Le secteur privé de l’enseignement veut plus, toujours plus

Le secteur privé de l’enseignement veut plus, toujours plus

Le secteur de l’enseignement privé projetait d’observer une grève nationale le mardi 14 mars, mais ses instances ont décidé de reporter ce mouvement dans l’attente de la formation d’un gouvernement. La Ligue de l’enseignement privé a décidé de se donner jusqu’au 13 mai pour prendre une décision finale.

C’est lors d’une assemblée extraordinaire de la Ligue que son président Abdelhadi Zouiten a annoncé qu’ « il est temps d’envoyer des signaux positifs pour démonter que la Ligue, consciente de la situation actuelle du secteur, a opté pour le dialogue positif ».

Les patrons d’établissements privés s’élèvent contre l’arrêté 01-15 qui interdit aux enseignants du public de faire des heures supplémentaires dans le privé. C’était là l’un des chevaux de bataille de l’ancien ministre de l’Education Mohamed Louafa qui martelait que les privés devaient se conformer à la loi et à leurs engagements en recrutant, et en formant,  des enseignants propres à leurs établissements sans aller en chercher dans le secteur public.

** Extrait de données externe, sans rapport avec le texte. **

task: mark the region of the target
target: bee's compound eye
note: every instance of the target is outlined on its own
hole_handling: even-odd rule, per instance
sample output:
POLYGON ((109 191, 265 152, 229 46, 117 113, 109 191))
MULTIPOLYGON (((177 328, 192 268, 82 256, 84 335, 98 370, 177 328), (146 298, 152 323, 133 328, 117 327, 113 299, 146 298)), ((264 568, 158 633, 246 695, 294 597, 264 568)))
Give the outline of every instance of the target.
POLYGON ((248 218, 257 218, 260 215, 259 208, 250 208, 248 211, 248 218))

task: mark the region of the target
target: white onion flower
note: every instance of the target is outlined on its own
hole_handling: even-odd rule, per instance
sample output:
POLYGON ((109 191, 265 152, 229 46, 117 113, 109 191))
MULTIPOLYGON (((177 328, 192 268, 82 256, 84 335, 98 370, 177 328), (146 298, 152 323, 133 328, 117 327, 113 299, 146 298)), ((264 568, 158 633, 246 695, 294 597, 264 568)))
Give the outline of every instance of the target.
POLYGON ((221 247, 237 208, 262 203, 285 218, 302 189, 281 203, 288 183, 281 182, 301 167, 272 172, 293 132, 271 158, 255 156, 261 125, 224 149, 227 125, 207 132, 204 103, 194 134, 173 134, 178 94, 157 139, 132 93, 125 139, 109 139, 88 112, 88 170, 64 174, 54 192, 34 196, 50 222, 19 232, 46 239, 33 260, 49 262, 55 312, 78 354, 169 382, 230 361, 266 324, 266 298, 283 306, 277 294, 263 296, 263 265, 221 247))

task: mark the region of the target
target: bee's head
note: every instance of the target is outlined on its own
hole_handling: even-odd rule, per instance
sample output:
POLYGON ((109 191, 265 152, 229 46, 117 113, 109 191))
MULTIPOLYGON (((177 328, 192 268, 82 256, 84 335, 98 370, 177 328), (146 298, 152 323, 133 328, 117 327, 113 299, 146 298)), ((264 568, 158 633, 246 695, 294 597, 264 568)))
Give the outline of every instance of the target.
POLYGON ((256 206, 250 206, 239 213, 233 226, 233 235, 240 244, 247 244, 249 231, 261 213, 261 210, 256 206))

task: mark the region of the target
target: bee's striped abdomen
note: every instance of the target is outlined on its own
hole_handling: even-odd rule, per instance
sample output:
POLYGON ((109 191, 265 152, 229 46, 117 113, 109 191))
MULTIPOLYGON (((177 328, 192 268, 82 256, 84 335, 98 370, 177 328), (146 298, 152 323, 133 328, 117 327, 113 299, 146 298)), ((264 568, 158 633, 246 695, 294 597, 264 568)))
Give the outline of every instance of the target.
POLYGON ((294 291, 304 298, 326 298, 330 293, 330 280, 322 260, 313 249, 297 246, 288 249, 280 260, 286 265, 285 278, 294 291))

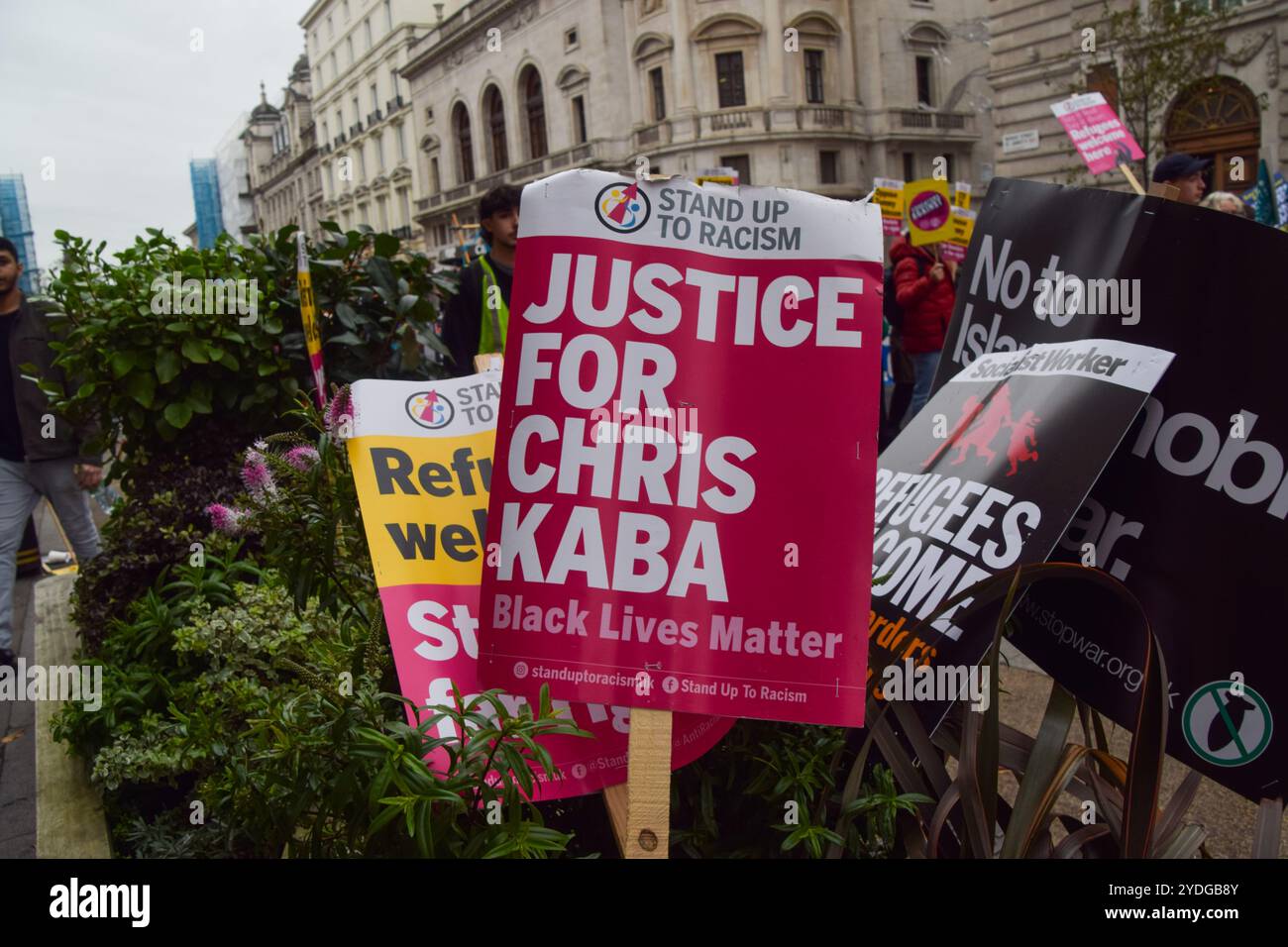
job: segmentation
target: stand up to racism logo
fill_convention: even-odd
[[[456,417],[456,407],[442,392],[433,389],[416,392],[407,398],[407,416],[416,424],[430,430],[446,428]]]
[[[648,195],[640,191],[638,182],[609,184],[595,197],[599,223],[614,233],[635,233],[648,223],[650,210]]]

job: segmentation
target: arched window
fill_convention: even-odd
[[[1209,76],[1177,94],[1163,124],[1166,151],[1212,161],[1211,188],[1242,192],[1257,182],[1261,107],[1252,90],[1230,76]],[[1234,169],[1242,160],[1243,174]]]
[[[523,116],[528,130],[528,157],[544,157],[546,147],[546,100],[541,91],[541,73],[528,66],[519,77],[523,94]]]
[[[483,93],[483,113],[487,116],[487,129],[492,138],[492,171],[510,166],[510,149],[505,140],[505,108],[501,104],[501,90],[489,85]]]
[[[452,110],[452,130],[456,133],[456,178],[461,184],[474,180],[474,142],[470,138],[470,112],[464,102]]]

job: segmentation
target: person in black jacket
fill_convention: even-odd
[[[15,666],[13,582],[27,518],[45,496],[80,562],[98,555],[98,530],[89,497],[103,479],[102,459],[85,452],[88,432],[49,410],[45,393],[24,380],[22,367],[66,383],[49,348],[49,320],[18,289],[22,264],[13,242],[0,237],[0,665]],[[66,384],[64,384],[66,388]]]
[[[505,350],[520,196],[519,188],[502,184],[479,201],[479,225],[491,249],[461,272],[460,289],[443,320],[443,343],[452,353],[456,378],[474,374],[474,356]]]

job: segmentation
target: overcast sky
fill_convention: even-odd
[[[3,0],[0,171],[19,171],[36,260],[54,231],[120,250],[194,219],[188,161],[214,157],[241,112],[282,103],[309,0]],[[202,31],[193,52],[192,31]],[[53,180],[41,179],[54,158]]]

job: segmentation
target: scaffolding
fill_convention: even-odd
[[[219,206],[219,167],[214,158],[193,158],[192,202],[197,211],[197,247],[209,250],[215,237],[224,232],[223,213]]]
[[[40,269],[36,267],[36,236],[27,209],[27,186],[21,174],[0,174],[0,234],[18,247],[22,277],[18,289],[33,296],[40,291]]]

Les récriminations des responsables vont aussi à l’administration fiscale avec les représentants de laquelle le secteur privé a entamé un « dialogue sérieux et responsable », tout en indiquant que les établissements d’enseignement privé auront versé en 2016 pas moins de 1,6 milliard de DH d’impôts, incluant, il est vrai, des redressements fiscaux sur 4 ans.

Au final, le secteur privé veut disposer des enseignants du privé, dont les coûts salariaux permettent des gains substantiels à leurs employeurs non publics, mais le secteur veut également ne pas avoir à payer beaucoup d’impôts, tout en fraudant à l’occasion, d’où les redressements fiscaux effectués (décalage entre les élèves déclarés aux Impôts et ceux déclarés aux académies régionales !). Et tout cela, explique la Ligue, en raison du fait que plusieurs centaines de  milliers d’apprenants sont inscrits dans les établissements privés, qui emploient  125.000 personnes

La Ligue de l’Enseignement Privé a été créée le 13 novembre 1991. Elle regroupe les directeurs et les fondateurs des établissements privés autorisés par le ministère de tutelle. Elle œuvre également pour la résolution des problèmes qu’affrontent les établissements de l’enseignement privé, outre la préservation des acquis et la défense des intérêts de ce secteur.

Mais la crise chronique que connaît le secteur de l’éducation nationale provient tout aussi bien du public que du privé, le premier faillant à sa mission pour plusieurs raisons et le second n’ayant en ligne de mire que le profit. Cela serait normal et naturel s’il n’était question de l’éducation des générations futures.